Newport Bowls Club, Melbourne; September 2015

My mind went blank.

The performer whose music I thought I’d followed closely for over 30 years said to the audience towards the end of the show, “Eh, anything else you’d like to hear?”

No recent song titles came to mind. Hardly any album titles either.

There were the obvious songs from the performer’s days with his band. The hits. Especially the land rights anthem. But no one in the audience – about a hundred members of the Newport Fiddle and Folk Club – called out for those songs. Either they had too much respect for the man and his extensive solo career or they didn’t want to be exposed as being there for mere nostalgia.

One or two voices piped up for songs from early solo records. The performer obliged.

But my mind had gone blank. To sit there mute was to realise you live your life differently nowadays. Didn’t I once follow this songwriter like a pilgrim, think and breathe and write about his band day and night, sing this man’s praises from the rooftops? And now, for the life of me, I couldn’t name a song from any of his own albums. (Thirteen, the MC had said. That many? I’d thought.)

Back then, in that thing called youth, I had all the time in the world to listen to music and especially to Solid Rock, the land rights anthem, and Livin’ On Razor’s Edge, the ballad about Torquay and Byron Bay, about directions and decisions. I had all the time in the world to see Goanna, and other bands, anywhere and everywhere. As much as I could, as far as my little car would take me. I could play the Spirit Of Place album as loud and as often as I wished. And the forgotten follow-up too, Oceania.

I bought the cassette and record of Shane Howard’s first album, 1988’s Back To The Track. Then the record of 1990’s River. Then the compact discs of…of…and, even now, while writing I have to think harder, I have to get up from my desk and find the CDs in the loungeroom.

And there they are. Well, some of them: Clan (1996), Beyond Hope’s Bridge (2001), Another Country (2004), Songs of Love And Resistance (2006), Driftwood (2009), Goanna Dreaming (2010).

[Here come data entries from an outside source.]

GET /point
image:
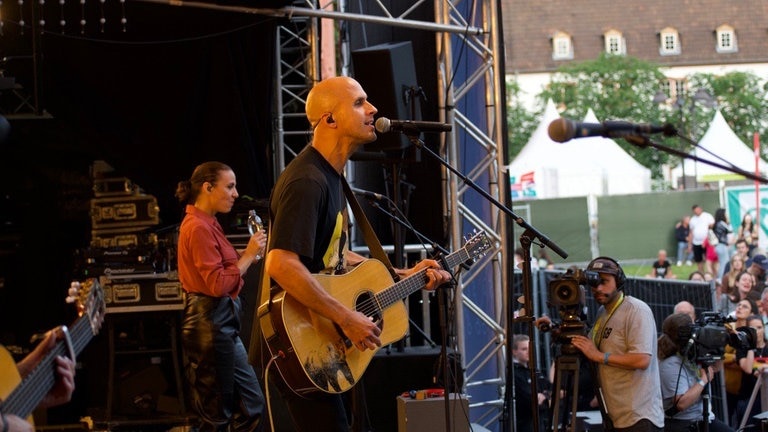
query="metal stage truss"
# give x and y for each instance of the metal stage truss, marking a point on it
(470, 77)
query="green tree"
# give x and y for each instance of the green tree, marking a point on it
(741, 98)
(616, 88)
(520, 122)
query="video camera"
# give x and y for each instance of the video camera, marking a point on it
(705, 340)
(566, 292)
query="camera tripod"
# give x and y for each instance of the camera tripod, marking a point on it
(567, 368)
(755, 390)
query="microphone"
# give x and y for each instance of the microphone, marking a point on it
(368, 194)
(384, 125)
(563, 129)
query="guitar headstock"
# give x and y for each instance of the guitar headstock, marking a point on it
(88, 297)
(477, 245)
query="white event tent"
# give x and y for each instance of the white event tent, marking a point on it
(720, 145)
(584, 166)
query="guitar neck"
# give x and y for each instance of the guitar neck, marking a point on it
(33, 388)
(415, 282)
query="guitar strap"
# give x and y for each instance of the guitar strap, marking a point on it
(374, 246)
(377, 251)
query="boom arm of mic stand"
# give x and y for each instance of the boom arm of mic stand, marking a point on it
(409, 226)
(643, 141)
(518, 220)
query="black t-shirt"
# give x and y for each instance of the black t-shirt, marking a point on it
(308, 211)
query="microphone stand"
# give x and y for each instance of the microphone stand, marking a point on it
(530, 235)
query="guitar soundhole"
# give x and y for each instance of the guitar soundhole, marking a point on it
(366, 304)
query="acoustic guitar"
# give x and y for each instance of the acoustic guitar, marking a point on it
(21, 396)
(312, 353)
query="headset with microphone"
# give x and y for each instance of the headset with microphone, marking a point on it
(611, 266)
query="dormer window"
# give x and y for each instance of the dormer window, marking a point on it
(726, 39)
(615, 43)
(669, 42)
(562, 46)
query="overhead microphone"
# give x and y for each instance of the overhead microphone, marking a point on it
(384, 125)
(368, 194)
(563, 129)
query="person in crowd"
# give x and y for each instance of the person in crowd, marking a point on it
(685, 307)
(710, 258)
(309, 228)
(63, 386)
(683, 381)
(744, 285)
(753, 361)
(728, 281)
(622, 344)
(723, 231)
(225, 390)
(757, 267)
(749, 232)
(662, 268)
(763, 305)
(731, 367)
(684, 252)
(699, 224)
(524, 403)
(741, 250)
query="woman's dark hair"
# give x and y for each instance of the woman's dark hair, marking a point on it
(744, 221)
(668, 343)
(188, 190)
(720, 215)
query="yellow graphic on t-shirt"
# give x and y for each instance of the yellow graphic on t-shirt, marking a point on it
(331, 256)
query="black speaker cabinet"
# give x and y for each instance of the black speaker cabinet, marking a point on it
(388, 75)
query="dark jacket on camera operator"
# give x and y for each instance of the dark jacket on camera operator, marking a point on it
(683, 380)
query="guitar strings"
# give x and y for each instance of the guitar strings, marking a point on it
(380, 301)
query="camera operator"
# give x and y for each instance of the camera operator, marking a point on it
(752, 361)
(622, 344)
(682, 380)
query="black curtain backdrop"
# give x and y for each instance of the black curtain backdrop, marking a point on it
(180, 86)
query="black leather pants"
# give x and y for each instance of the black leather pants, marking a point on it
(224, 387)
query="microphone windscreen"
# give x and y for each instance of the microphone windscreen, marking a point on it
(382, 125)
(561, 130)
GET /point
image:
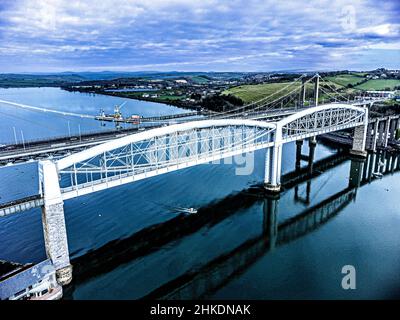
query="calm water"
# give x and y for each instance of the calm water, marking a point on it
(31, 124)
(225, 251)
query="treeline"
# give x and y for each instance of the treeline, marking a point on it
(221, 102)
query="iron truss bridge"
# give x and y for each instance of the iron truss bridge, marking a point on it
(166, 149)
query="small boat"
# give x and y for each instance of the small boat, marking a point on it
(180, 209)
(185, 210)
(377, 175)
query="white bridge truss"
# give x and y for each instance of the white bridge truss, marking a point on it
(320, 120)
(161, 150)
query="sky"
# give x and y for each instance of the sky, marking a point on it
(206, 35)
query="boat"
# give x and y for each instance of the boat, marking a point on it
(377, 175)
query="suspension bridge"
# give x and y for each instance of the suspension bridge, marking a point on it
(100, 163)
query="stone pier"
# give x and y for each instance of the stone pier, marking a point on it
(360, 138)
(55, 233)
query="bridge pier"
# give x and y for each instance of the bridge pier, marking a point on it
(273, 161)
(356, 172)
(54, 229)
(270, 220)
(360, 138)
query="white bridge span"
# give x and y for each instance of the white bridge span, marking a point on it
(157, 151)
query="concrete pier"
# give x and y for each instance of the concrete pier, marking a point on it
(360, 139)
(273, 160)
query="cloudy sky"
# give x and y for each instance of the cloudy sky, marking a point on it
(206, 35)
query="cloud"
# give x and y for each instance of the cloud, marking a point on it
(247, 35)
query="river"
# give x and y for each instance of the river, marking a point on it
(125, 245)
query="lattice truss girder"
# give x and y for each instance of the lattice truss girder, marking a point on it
(322, 120)
(165, 151)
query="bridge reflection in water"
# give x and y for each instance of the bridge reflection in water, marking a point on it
(202, 281)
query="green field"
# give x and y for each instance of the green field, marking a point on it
(250, 93)
(346, 79)
(379, 84)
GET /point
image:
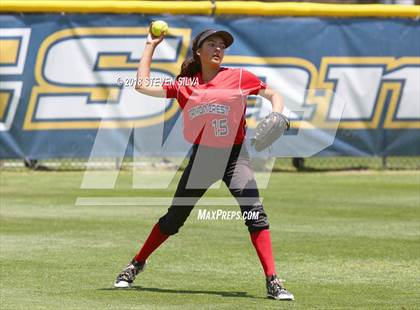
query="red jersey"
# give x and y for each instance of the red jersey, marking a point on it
(214, 112)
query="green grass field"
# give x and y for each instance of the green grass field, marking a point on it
(341, 241)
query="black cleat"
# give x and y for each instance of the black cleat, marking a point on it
(276, 289)
(127, 276)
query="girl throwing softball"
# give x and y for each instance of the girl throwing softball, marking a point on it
(214, 122)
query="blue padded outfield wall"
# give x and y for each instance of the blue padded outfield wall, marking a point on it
(65, 76)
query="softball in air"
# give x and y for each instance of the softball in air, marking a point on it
(159, 27)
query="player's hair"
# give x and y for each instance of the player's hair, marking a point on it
(192, 65)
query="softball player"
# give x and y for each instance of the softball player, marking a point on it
(214, 122)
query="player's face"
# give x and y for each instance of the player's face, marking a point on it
(212, 51)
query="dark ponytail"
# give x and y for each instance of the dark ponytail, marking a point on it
(192, 65)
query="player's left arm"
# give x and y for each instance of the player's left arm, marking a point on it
(275, 98)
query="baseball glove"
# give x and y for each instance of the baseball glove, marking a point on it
(269, 130)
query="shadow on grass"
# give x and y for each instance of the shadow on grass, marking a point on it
(165, 290)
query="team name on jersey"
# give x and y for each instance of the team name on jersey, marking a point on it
(208, 108)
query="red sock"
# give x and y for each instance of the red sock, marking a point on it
(155, 239)
(262, 243)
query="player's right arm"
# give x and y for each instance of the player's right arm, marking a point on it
(143, 71)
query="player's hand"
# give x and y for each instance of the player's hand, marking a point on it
(154, 41)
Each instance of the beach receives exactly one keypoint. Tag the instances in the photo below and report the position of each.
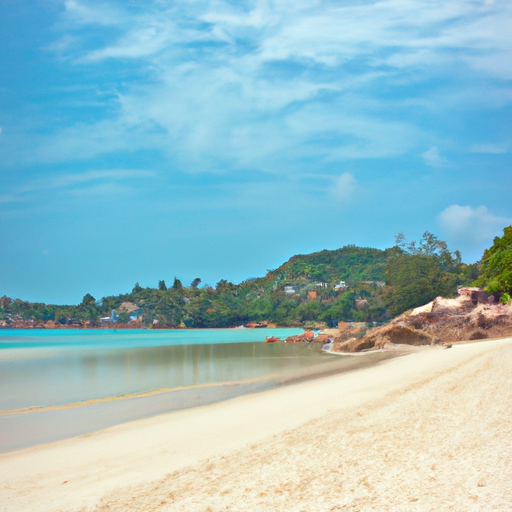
(431, 429)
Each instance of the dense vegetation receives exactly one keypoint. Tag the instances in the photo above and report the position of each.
(351, 283)
(496, 266)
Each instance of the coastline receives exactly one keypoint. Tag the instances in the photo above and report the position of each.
(433, 421)
(33, 425)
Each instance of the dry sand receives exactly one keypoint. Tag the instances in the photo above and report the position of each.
(430, 430)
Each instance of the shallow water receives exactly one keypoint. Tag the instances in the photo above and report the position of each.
(124, 376)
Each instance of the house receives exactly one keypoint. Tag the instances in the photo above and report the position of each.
(289, 290)
(340, 286)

But at the Newport Bowls Club, towards the end of a gentle, thoughtful, lovely concert based around the new album, Deeper South, I found myself grasping at thin air. No names of songs came to mind. And, yet, I’d listened to those albums.

Life gets busy. Music has to find a place amongst family, work, health, and bills, bills, bills; amidst the maintenance of creaking bones, leaking pipes, faulty wires, worn out engines. Music has to find some space above the din of phonecalls and television and traffic and the neighbours’ barking dogs. There’s cooking and shopping and cleaning and working and sleeping and waking and caring and worrying and wondering and falling asleep on the couch in front of Midsomer Murders.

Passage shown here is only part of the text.